Someone as self-conscious as Slug is probably aware that he’s overdoing it with all these alleged affairs. That’s why he puts himself on trial on “National Disgrace”, a song dedicated to “Rick James, Anna Nicole Smith, Bill Clinton and Mötley Crue and anyone else who has ever utilized their 15 minutes of fame to realize their true dreams of being an absolute jerk-off just to keep the masses entertained.” Too bad the hook’s biting commentary (“Rowdy, stubborn, loud and arrogant / as American as apple pie and embarrassment…”) sums up just another self-examination.

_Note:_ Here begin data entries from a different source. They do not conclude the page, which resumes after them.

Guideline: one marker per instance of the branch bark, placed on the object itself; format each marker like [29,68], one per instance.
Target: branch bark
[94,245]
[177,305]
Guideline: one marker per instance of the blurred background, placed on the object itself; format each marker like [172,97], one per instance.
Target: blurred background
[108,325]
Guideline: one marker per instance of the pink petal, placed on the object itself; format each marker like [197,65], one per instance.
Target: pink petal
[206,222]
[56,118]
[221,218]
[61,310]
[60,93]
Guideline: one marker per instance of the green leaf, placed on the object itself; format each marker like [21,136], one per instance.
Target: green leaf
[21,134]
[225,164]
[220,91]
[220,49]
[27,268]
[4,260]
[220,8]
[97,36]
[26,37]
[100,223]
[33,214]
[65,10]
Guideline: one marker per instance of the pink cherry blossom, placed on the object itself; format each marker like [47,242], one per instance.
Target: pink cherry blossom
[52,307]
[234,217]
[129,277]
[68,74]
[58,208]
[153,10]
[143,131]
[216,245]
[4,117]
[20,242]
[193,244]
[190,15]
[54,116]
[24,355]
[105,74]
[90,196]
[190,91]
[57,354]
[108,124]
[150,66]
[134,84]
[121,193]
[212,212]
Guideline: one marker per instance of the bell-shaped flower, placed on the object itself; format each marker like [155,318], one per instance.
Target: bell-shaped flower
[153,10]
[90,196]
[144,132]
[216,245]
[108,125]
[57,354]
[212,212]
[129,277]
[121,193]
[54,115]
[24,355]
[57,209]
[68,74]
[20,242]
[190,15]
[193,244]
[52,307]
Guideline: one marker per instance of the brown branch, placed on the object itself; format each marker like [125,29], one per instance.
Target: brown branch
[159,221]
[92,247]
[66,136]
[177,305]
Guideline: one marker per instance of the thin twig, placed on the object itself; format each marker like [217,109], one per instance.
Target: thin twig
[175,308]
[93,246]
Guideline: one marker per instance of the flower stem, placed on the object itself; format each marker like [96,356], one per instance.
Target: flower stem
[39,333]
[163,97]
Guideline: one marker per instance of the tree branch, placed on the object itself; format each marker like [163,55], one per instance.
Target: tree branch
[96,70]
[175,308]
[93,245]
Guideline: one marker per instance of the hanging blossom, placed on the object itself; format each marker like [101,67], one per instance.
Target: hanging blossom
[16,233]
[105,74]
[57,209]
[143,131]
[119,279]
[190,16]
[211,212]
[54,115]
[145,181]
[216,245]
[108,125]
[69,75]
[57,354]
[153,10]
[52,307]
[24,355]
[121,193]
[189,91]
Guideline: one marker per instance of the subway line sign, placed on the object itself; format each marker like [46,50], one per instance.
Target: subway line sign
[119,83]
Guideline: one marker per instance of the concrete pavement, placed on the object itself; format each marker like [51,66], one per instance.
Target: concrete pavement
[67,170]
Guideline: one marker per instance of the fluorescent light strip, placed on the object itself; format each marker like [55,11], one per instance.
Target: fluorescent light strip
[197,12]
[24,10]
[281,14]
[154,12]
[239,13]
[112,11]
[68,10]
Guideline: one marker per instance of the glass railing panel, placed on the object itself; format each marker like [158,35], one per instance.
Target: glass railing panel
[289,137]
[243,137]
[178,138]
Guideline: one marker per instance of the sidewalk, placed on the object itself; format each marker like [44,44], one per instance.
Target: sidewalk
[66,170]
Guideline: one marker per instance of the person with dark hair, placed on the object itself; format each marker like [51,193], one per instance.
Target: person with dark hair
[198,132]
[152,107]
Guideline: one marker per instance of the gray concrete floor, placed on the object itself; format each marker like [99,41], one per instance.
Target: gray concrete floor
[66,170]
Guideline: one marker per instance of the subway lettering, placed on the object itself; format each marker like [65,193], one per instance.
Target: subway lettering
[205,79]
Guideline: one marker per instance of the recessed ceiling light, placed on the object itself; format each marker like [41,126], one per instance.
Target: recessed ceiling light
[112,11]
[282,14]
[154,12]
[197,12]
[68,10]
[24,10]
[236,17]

The sometimes too personal tour diary ends on a conciliatory note with “Always Coming Back Home to You” and a hidden track. The former walks us through Slug’s hometown Minnesota, adolescent memories serving as stops. The later takes that hometown loyalty but expands beyond Minneapolis, resulting in an admirable anthem dedicated to every non-descript metropolitan area in the United States. First, he has a has a hard time coming up with something to be proud of, but then “…it hit me, Minnesota is dope / if only simply for not what we have but what we don’t.” Later, he realizes there’s a lot to be cherished back home:
“Got trees and vegetation in the city I stay
The rent’s in the mail and I can always find a parking space
The women outnumber the men two to one
Got parks and zoos and things to do with my son
The nightlife ain’t all that, but that’s okay
I don’t need to be distracted by the devil every day
And the jobs ain’t really too hard to find
In fact, you could have mine if you knew how to rhyme”
With Atmosphere’s groundbreaking career, we certainly shouldn’t be surprised to see more MC’s from Minneapolis surface nationally. But it’s safe to assume that Slug will remain one in a million. Even among his indie peers, the ever-engaging and empathic Slug remains unparalleled. Longtime fans might detect a few changes in his mixture of desperation, confidence and irony, but to the many folks who have yet to discover Atmosphere, “Seven’s Travels” should be as interesting as any of the previous albums.